For instance: “you can design something that is dope, and then the design gets to a different supplier’s hands, and they start manufacturing the same thing.”
Xolani also had great difficulty penetrating the retail space as there can be a lot of red tape and barriers to entry. “For me to get into Morningside Pharmacy and the other couple of retail pop-ups, I had to go back and knock at all the relationships I have created before my time of wanting to be in the retail industry.
“The person that I am working with, who is solely responsible for putting me in these different shopping malls, is a person that I met ten years back. Pop-ups were on my bucket list for this year. I wanted to have at least three pop-up stores in three shopping malls by the end of this year. We are currently on two, and Jabulani Mall is next.”
Before going the entrepreneurial route, Xolani worked at Primedia, where he got exposed to valuable information about the retail industry. “That has made my journey slightly easier than it would have if I did not know anyone else in the field.”
Apart from his then 9-5 job at Primedia, Xolani has also dabbled in events, hosting the Inner City Picnics, which he decided to halt after struggling to gain popularity in the highly competitive events industry.
“I needed to be a popular personality for people to know about Inner City Picnic,” he explains. “It forced me to create an alter ego on social media just to maintain a level of quality and consistency that is required.” He then made a bold move into a new business sector and had to start from scratch. “I needed to unplug myself and think of an idea that will separate me from all that, a business that can stand on its own.”
Xolani believes that every entrepreneur needs to possess the quality of a chameleon to attain success – they must have the ability to adapt. “[Entrepreneurs must be able to adapt and be willing to learn and apply those lessons.” Another key quality that he says every entrepreneur needs to possess is “consistency” and “a clear vision.”
“Sometimes as entrepreneurs, we tend to do things for money, but I have come to a point in my life where I found something I love doing.
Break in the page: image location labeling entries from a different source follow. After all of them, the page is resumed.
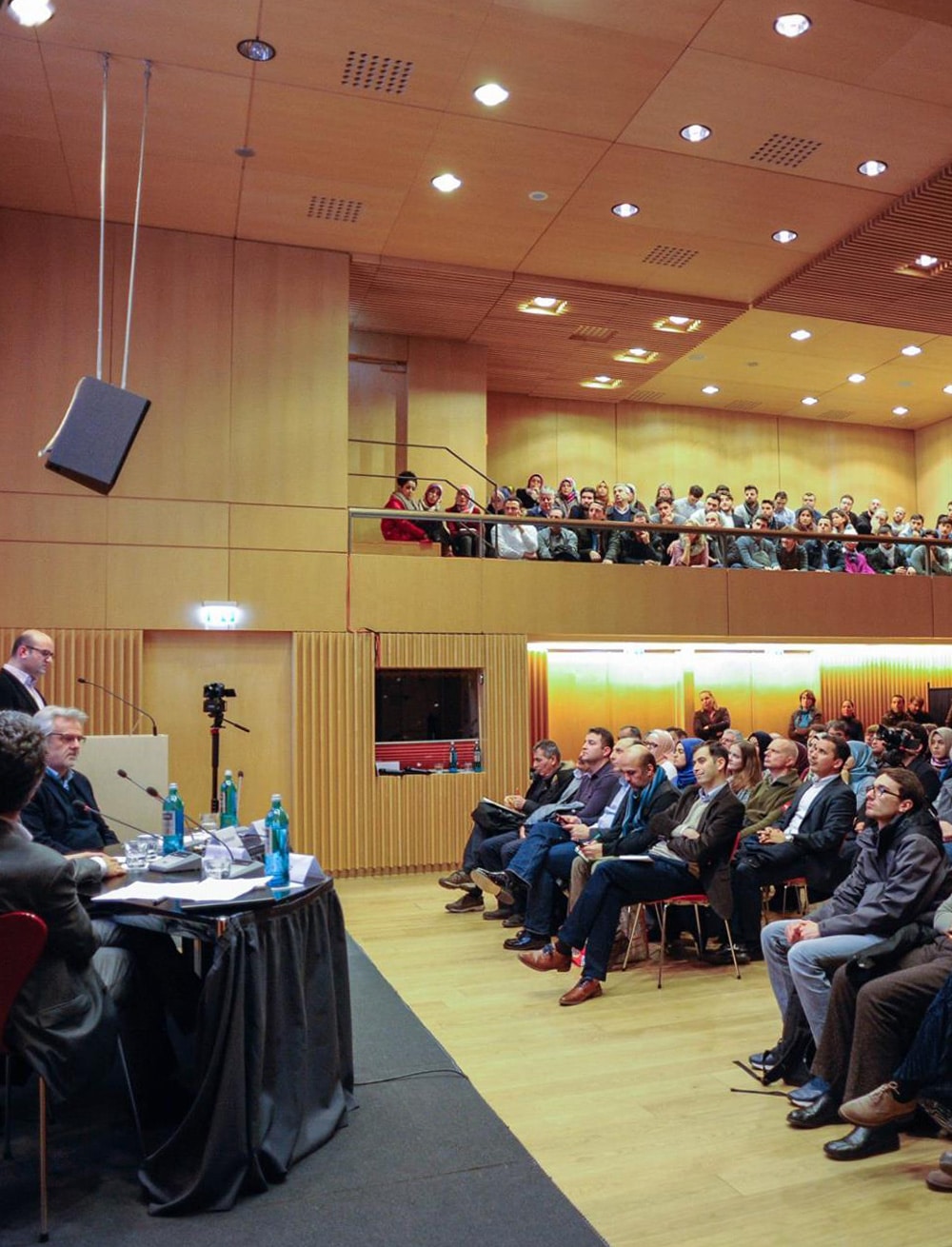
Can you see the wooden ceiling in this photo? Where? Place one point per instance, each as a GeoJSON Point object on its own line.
{"type": "Point", "coordinates": [366, 101]}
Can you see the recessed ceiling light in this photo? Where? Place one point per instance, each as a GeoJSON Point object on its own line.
{"type": "Point", "coordinates": [256, 50]}
{"type": "Point", "coordinates": [677, 325]}
{"type": "Point", "coordinates": [30, 12]}
{"type": "Point", "coordinates": [545, 305]}
{"type": "Point", "coordinates": [792, 25]}
{"type": "Point", "coordinates": [637, 356]}
{"type": "Point", "coordinates": [490, 93]}
{"type": "Point", "coordinates": [602, 382]}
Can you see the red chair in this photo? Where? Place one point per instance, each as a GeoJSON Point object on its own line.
{"type": "Point", "coordinates": [23, 938]}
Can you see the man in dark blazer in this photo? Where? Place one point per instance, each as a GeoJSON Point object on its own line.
{"type": "Point", "coordinates": [29, 660]}
{"type": "Point", "coordinates": [63, 1021]}
{"type": "Point", "coordinates": [55, 817]}
{"type": "Point", "coordinates": [689, 844]}
{"type": "Point", "coordinates": [649, 792]}
{"type": "Point", "coordinates": [805, 841]}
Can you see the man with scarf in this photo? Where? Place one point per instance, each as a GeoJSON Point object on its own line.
{"type": "Point", "coordinates": [649, 791]}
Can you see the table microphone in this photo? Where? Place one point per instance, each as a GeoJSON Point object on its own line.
{"type": "Point", "coordinates": [149, 792]}
{"type": "Point", "coordinates": [81, 680]}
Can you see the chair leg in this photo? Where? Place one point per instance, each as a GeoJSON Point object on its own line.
{"type": "Point", "coordinates": [44, 1209]}
{"type": "Point", "coordinates": [635, 923]}
{"type": "Point", "coordinates": [8, 1123]}
{"type": "Point", "coordinates": [663, 907]}
{"type": "Point", "coordinates": [734, 952]}
{"type": "Point", "coordinates": [132, 1104]}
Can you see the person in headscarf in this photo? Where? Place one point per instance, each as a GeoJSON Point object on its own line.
{"type": "Point", "coordinates": [662, 746]}
{"type": "Point", "coordinates": [763, 740]}
{"type": "Point", "coordinates": [683, 759]}
{"type": "Point", "coordinates": [436, 530]}
{"type": "Point", "coordinates": [466, 538]}
{"type": "Point", "coordinates": [863, 772]}
{"type": "Point", "coordinates": [940, 746]}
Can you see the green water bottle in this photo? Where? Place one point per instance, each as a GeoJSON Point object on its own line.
{"type": "Point", "coordinates": [228, 802]}
{"type": "Point", "coordinates": [277, 847]}
{"type": "Point", "coordinates": [172, 821]}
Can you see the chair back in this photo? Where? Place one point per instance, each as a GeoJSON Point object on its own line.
{"type": "Point", "coordinates": [23, 938]}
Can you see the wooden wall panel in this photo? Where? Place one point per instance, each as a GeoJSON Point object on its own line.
{"type": "Point", "coordinates": [362, 823]}
{"type": "Point", "coordinates": [257, 664]}
{"type": "Point", "coordinates": [933, 453]}
{"type": "Point", "coordinates": [109, 658]}
{"type": "Point", "coordinates": [446, 406]}
{"type": "Point", "coordinates": [289, 377]}
{"type": "Point", "coordinates": [647, 445]}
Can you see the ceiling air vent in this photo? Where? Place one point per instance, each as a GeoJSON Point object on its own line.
{"type": "Point", "coordinates": [785, 151]}
{"type": "Point", "coordinates": [647, 397]}
{"type": "Point", "coordinates": [671, 257]}
{"type": "Point", "coordinates": [325, 208]}
{"type": "Point", "coordinates": [370, 71]}
{"type": "Point", "coordinates": [591, 333]}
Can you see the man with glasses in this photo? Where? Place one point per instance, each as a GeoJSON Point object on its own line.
{"type": "Point", "coordinates": [803, 841]}
{"type": "Point", "coordinates": [29, 661]}
{"type": "Point", "coordinates": [901, 876]}
{"type": "Point", "coordinates": [55, 817]}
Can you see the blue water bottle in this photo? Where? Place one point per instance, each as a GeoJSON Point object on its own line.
{"type": "Point", "coordinates": [277, 848]}
{"type": "Point", "coordinates": [172, 821]}
{"type": "Point", "coordinates": [228, 802]}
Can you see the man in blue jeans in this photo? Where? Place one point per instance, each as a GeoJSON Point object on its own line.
{"type": "Point", "coordinates": [901, 876]}
{"type": "Point", "coordinates": [689, 845]}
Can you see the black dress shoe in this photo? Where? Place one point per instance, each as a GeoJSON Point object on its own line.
{"type": "Point", "coordinates": [863, 1141]}
{"type": "Point", "coordinates": [823, 1111]}
{"type": "Point", "coordinates": [526, 941]}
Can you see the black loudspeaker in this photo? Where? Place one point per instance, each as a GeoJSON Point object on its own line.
{"type": "Point", "coordinates": [96, 434]}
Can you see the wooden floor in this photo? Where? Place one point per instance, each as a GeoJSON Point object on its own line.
{"type": "Point", "coordinates": [625, 1101]}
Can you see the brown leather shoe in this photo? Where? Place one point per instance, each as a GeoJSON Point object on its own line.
{"type": "Point", "coordinates": [585, 989]}
{"type": "Point", "coordinates": [469, 903]}
{"type": "Point", "coordinates": [548, 958]}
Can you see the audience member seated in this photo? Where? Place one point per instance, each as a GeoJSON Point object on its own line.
{"type": "Point", "coordinates": [803, 841]}
{"type": "Point", "coordinates": [548, 781]}
{"type": "Point", "coordinates": [791, 554]}
{"type": "Point", "coordinates": [633, 544]}
{"type": "Point", "coordinates": [690, 845]}
{"type": "Point", "coordinates": [901, 876]}
{"type": "Point", "coordinates": [744, 772]}
{"type": "Point", "coordinates": [515, 540]}
{"type": "Point", "coordinates": [711, 720]}
{"type": "Point", "coordinates": [855, 560]}
{"type": "Point", "coordinates": [755, 550]}
{"type": "Point", "coordinates": [555, 543]}
{"type": "Point", "coordinates": [402, 500]}
{"type": "Point", "coordinates": [803, 717]}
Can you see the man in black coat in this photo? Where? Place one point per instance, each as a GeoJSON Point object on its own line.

We have been tricked into this slave mentality of looking for jobs instead of creating jobs.”
“I started so many things before this venture that have either failed or that I have just neglected, purely because I felt it was not the right time and I had no clear vision of what I wanted.”
Xolani also highlights the importance of mentorship relationships, especially for up-and-coming entrepreneurs. “It’s easier when you get it from someone around you who is either business-minded or has been on the same journey before.
He adds: “You have to go through a series of starting establishments and failing until you become well-rounded before creating something that succeeds.”
Xolani says that there are still missing gaps and lack of access to information in the entrepreneurial sectors, which still need to be addressed or rectified for young businesses to thrive. “The gap is the lack of knowledge on how to get to the next level, and it has been omitted by the gatekeepers.
“The know-how on getting into the retail space and having your product on the shelves, that process needs to be taught in seminars,” he continues.
With the global pandemic; coronavirus (covid-19, forcing most young businesses to shut down indefinitely, it has made it relatively hard for entrepreneurs to grow their businesses. “The pandemic made me think ahead and try to expose myself in different ways through the internet; it helped me with the imagination process.”
The driven man cites his mother as his greatest source of motivation, which has inspired him to keep pushing barriers. “She may not be the richest woman in the world, but she is rich in her heart, and she keeps me grounded.”